The transaction, issued through the Queensley Holdings Limited special purpose vehicle, has been split into two tranches and 808 million preference shares for the purchase of 100% stake in Capital Square.

Ergo has purchased all of the S$202 million junior bonds, together with the preference shares. If the deal performs better than anticipated, the shares allow Ergo to gain any incremental returns or a share of the profits should the company exercise its option to sell the property after three years.

In addition, S$303 million of senior notes were offered to local investors at a coupon of 4.50%, which a banker close to the deal say equates to a very healthy pick up of 180bp over swaps.

The seven-year deal, which was not rated, but still attracted strong interest from local investors, according to the banker. "It really was not necessary to rate this deal because investors are familiar with the product and the underlying asset," he says. "There is 2.4x interest coverage on the senior notes, who benefit from subordination on the junior piece. In the end, the transaction placed with a wide range of Singaporean investors: insurance companies, fixed income fund managers and high-net worth individuals."

DBS has previously arranged similar transactions to the Capital Square deal, namely the S$984.5 million deal that securitized 55% of the Raffles City development in June 2001 and the S$335 million securitization of Compass Point shopping centre that was completed last month. The bank sees more scope for securitization of commercial properties.
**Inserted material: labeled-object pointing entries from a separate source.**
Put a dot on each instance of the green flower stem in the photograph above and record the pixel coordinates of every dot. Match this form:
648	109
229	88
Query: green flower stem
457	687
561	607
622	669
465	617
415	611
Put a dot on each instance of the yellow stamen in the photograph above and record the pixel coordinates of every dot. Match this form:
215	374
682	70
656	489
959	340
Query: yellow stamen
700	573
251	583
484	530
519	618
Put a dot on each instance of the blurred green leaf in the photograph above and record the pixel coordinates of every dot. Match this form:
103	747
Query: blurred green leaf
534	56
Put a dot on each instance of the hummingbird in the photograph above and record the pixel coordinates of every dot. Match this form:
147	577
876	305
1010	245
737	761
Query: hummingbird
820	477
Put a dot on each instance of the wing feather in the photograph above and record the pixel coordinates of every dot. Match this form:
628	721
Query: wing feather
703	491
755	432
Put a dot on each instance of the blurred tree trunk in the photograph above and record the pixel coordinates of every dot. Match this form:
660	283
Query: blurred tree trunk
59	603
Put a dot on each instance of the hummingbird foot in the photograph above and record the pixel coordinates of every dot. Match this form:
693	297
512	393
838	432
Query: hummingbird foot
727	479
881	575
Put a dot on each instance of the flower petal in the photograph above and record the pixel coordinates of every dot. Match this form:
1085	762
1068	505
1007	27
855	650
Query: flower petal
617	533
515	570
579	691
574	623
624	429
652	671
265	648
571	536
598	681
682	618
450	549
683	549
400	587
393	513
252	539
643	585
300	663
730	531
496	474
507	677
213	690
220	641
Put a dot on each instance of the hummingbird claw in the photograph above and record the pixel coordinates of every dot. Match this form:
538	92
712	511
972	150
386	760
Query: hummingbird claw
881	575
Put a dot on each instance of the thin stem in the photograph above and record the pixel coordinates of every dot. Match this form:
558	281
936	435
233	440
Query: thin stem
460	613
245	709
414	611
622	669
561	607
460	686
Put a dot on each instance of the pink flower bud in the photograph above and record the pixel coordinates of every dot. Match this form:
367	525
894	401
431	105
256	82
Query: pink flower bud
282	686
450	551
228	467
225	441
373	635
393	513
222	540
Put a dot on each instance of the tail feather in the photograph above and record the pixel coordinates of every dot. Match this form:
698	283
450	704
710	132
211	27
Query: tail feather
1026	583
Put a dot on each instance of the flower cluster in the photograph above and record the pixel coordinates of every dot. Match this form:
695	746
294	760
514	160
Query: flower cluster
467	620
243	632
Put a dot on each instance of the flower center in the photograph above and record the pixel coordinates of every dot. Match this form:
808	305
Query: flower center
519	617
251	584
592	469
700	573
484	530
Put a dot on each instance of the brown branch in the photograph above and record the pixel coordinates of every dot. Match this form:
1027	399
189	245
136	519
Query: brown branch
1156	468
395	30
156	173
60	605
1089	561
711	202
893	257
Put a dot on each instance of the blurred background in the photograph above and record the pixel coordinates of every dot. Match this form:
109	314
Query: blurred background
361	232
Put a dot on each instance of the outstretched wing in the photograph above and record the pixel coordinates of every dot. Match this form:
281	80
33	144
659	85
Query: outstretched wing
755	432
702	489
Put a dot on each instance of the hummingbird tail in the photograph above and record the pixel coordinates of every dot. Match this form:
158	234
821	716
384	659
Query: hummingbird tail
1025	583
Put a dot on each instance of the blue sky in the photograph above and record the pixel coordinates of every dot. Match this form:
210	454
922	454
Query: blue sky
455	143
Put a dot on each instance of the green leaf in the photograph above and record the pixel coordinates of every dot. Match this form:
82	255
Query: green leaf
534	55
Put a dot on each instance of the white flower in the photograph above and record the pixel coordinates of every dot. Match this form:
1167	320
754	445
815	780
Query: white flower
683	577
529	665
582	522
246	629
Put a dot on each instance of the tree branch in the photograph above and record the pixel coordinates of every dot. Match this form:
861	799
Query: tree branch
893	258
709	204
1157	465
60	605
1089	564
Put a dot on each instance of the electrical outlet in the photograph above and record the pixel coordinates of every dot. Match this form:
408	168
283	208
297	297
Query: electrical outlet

"This deal enabled Keppel Land to meet its goals of divesting by opening up the sale of the property to a broader class of investors," the banker says. "Securitization and the REIT structures that have come into play this year allow property companies to take a more leveraged approach to selling these types of assets. And securitization in particular is an area that has real growth potential, because it is one of the most efficient ways for investors to buy into prime real estate assets in Singapore."